PaCMAP Comparison
Making UMAP behave (more) like PaCMAP
Source:vignettes/articles/pacmap-comparison.Rmd
pacmap-comparison.Rmd
Introduction
PaCMAP (paper, repo) is a highly-regarded dimensionality method, firmly in the LargeVis/UMAP family. It’s main point of differentiation from related methods is that it balances local and global structure without needing to tune hyperparameters. The PaCMAP authors’ blog post explicitly states:
PaCMAP has no parameters that are designed to be tuned.
Bold words! Also PaCMAP is pretty fast.
Alas there is no native R package for PaCMAP (as far as I know). You
can of course call it via reticulate
, and the PaCMAP repo
has a notebook
demonstrating that. But that’s a bit unsatisfactory. I have spent a lot
of time studying the Python code and you can see my notes on the
method if you want the details. The upshot of all that is that I
feel qualified to say that it would actually be quite hard to integrate
PaCMAP into uwot
.
Turning UMAP into PaCMAP?
But can we bend UMAP to make it behave more like PaCMAP? Here is a very high-level overview of the most important ways that PaCMAP differs from UMAP:
- Nearest neighbors are chosen using a method originating in self-tuning spectral clustering and also used in Trimap. This rescales some nearest neighbor distances based on local densities. This doesn’t seem to make a massive difference in results in my testing so I won’t worry about implementing it.
- There is a special class of “mid-near” items, which are points
further away than nearest neighbors but closer than randomly-sampled
pairs. In the language of contrastive learning, you can think of these
as “semi-positive” examples. Use of these mid-near pairs requires
introducing a new loss term and gradient type, which is the main problem
with integrating PaCMAP into
uwot
. Plus there are different weights applied to each component of the loss which changes during the optimization process. This would require even more reworking ofuwot
. Fortunately, it seems like most of the benefit of this (and using mid-near items in general) is when you initialize the embedding randomly. Let’s just not do that. - The negative examples for each item are are sampled once and then re-used for all epochs, unlike UMAP which is always selecting different vertices. We’re also not going to do this as this is probably just a speed optimization rather than necessary for the working of the method as a whole.

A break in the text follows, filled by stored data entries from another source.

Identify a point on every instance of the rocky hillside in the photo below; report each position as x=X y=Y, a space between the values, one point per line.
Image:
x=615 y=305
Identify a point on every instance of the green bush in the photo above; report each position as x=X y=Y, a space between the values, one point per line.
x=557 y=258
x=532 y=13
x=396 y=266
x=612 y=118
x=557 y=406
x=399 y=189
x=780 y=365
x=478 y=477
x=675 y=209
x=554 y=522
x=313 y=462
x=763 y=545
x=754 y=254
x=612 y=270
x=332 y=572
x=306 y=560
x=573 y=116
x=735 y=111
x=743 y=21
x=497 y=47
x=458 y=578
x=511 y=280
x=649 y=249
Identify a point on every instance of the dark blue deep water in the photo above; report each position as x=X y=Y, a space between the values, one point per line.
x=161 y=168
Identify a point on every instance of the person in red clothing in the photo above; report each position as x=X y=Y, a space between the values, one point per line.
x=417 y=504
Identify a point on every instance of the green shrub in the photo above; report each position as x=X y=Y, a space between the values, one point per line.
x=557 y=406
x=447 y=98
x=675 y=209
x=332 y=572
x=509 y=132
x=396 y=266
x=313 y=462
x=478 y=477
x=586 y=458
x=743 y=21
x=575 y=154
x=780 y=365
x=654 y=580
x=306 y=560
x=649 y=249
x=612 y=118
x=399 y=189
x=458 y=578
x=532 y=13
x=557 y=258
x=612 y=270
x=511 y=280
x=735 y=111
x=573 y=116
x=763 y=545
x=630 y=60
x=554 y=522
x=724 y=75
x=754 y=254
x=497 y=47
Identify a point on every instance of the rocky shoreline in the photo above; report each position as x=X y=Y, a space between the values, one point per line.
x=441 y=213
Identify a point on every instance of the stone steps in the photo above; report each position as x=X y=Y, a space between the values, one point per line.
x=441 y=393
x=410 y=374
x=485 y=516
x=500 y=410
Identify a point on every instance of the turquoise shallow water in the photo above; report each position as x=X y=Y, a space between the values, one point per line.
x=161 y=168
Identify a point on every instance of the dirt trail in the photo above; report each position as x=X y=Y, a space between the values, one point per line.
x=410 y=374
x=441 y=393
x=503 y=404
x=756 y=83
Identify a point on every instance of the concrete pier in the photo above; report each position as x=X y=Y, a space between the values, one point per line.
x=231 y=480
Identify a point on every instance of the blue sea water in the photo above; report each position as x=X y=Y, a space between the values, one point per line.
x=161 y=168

- By default, if your input data has more than 100 columns, then
Truncated SVD is applied to reduce the dimensionality to 100. I’m not
really a fan of this as a default setting, but we can easily implement
it by setting
pca = 100
. It does seem to be an important part of PaCMAP’s speed improvements too. - Initialization is with PCA, which is also easily implemented in
uwot
withinit = "pca"
. PaCMAP then shrinks this by multiplying all the coordinates by0.01
. This is supported by settinginit = "pacpca"
if you really want to do it, but I don’t think it’s necessary (or actually that good an idea). - The loss function and gradient for PaCMAP are rather different from UMAP. In general these are more gentle than UMAP’s and cause less tearing and twisting of any manifold structure in the embedded coordinates. But in most real-world datasets I have looked at, there isn’t a huge effect from the gradient.
So from all of the above you can see that there are some reasonable changes between UMAP and PaCMAP and most of my responses have been “yeah, I don’t fancy changing that”. So to put my cards on the table, I think the major source of differences between UMAP and PaCMAP are:
- Using PCA as initialization (this is the most important difference).
- Using PCA to reduce high-dimensional data to 100 dimensions.
Methods
To make this simple I used:
- PaCMAP with its default settings. I used Python 3.12 and PaCMAP 0.7.3. There have been some patch releases since then, but it has no meaningful effect on the results shown here.
- For UMAP, I used default
umap2
parameters. HNSW was used as the nearest neighbor method.
I didn’t make any effort to match number of neighbors or number of epochs and so on. I think these are all pretty comparable with their default settings.
PCA was performed using irlba
. To make results easier to
compare, the output coordinates were rigid-body rotated to align with
the PCA results using the Kabsch algorithm (the coordinates were also
additionally flipped along one dimension, and the result with lowest
error was chosen).
Datasets
I tried to use a variety of datasets, including many used by the PaCMAP authors in their paper and blog-post. Many of these had Python code in the PaCMAP repo which was very useful. See the examples article for more details on the datasets.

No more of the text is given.